金軟景は2日、仁川(インチョン)市にある三山(サムサン)体育館で行われた正官庄(チョングァンジャン)との2024~2025シーズン・Vリーグチャンピオン決定戦(5戦3勝制)第2戦で22得点をあげ、チームの3-2(23-25、18-25、25-22、25-12、15-12)の逆転勝ちを導いた。
最初の2セットを奪われた興国(フングク)生命は、金軟景の活躍に支えられ、その後第3~5セットを連取した。特に、第5セットでの15得点のうち6点を金軟景があげた。マルチェロ・アボンダンツァ興国生命監督は「金軟景がいなかったら勝つのが難しい試合だった」とし、「引退を控えた選手だが、きちんと見せてくれた」と話した。コ・ヒジン正官庄監督も「第5セットでみられた金軟景の競技力は私が見た中で一番良かった。うちの選手たちに止めろと言えなかった」と話した。
金軟景は試合後、「少し泣きそうになって、何かが込み上げてくるのを感じた」と話した。この試合が20年以上続いた選手生活で最後のホームゲームになる能性があったからだ。
ホームで行われた第1、2戦を制した興国生命は4日、大田(テジョン)市の忠武(チュンム)体育館で行われるアウェーで勝利すれば、歴代5番目のチャンピオン決定戦優勝トロフィーを掲げることになる。金軟景が再び仁川に戻るためには、チームが4日と6日の第4戦をすべて勝たなければならない。金軟景は、「ファンも私たちが再び仁川に戻ってくることを望まないだろう。大田のアウェーでけじめをつける」と力を込めて語った。
2005年に興国生命でデビューした金軟景は、Vリーグで3回のチャンピオン決定戦(2005~2006シーズン、2006~2007シーズン、2008~2009シーズン)で優勝した。しかし、最後に頂点に立ったのは約16年前のことだ。長い海外生活を終えて2020~2021シーズンのVリーグに帰ってきたが、いつも頂上の入り口でとん挫した。2年前、韓国道路公社とのチャンピオン決定戦では、ホームで先に2連勝したが、その後の3試合で連敗した。
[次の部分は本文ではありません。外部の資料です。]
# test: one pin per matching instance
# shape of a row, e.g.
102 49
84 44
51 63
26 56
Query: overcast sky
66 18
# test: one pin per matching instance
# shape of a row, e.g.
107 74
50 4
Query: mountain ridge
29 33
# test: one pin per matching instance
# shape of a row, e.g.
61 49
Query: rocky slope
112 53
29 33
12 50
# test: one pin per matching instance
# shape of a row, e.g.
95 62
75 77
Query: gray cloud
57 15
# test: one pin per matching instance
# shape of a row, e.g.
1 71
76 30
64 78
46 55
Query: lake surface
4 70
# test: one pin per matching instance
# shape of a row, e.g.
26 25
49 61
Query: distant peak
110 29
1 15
今シーズンを最後に引退を宣言した金軟景としては、今年が最後の優勝挑戦だ。金軟景は「公開の場で泣く姿をあまり見せなかった。代表引退インタビューの時に泣いてからは泣いたことがない」と言い、「しかし現役最後の試合の時はたくさん泣きそうだ。チャンピオン決定戦が終わって泣いても、適当に泣かなければならなんだけど、心配。号泣しても勘弁してほしい」と話した。そのうえで「優勝や引退のセレモニーは考えていなかった。あと1試合しか残っていないと考えたい。チームメートとしっかり準備して優勝トロフィーを持って仁川に帰ってくる」と大田での戴冠式を確約した。
興国生命が4日の試合で勝利すれば、通算4度目の統合優勝(レギュラーリーグ1位、チャンピオン決定戦優勝)であり、5度目のチャンピオン決定戦優勝となる。レギュラーシーズン最優秀選手(MVP)が有力視されている金軟景は、チャンピオン決定戦のMVPを受賞する可能性も高い。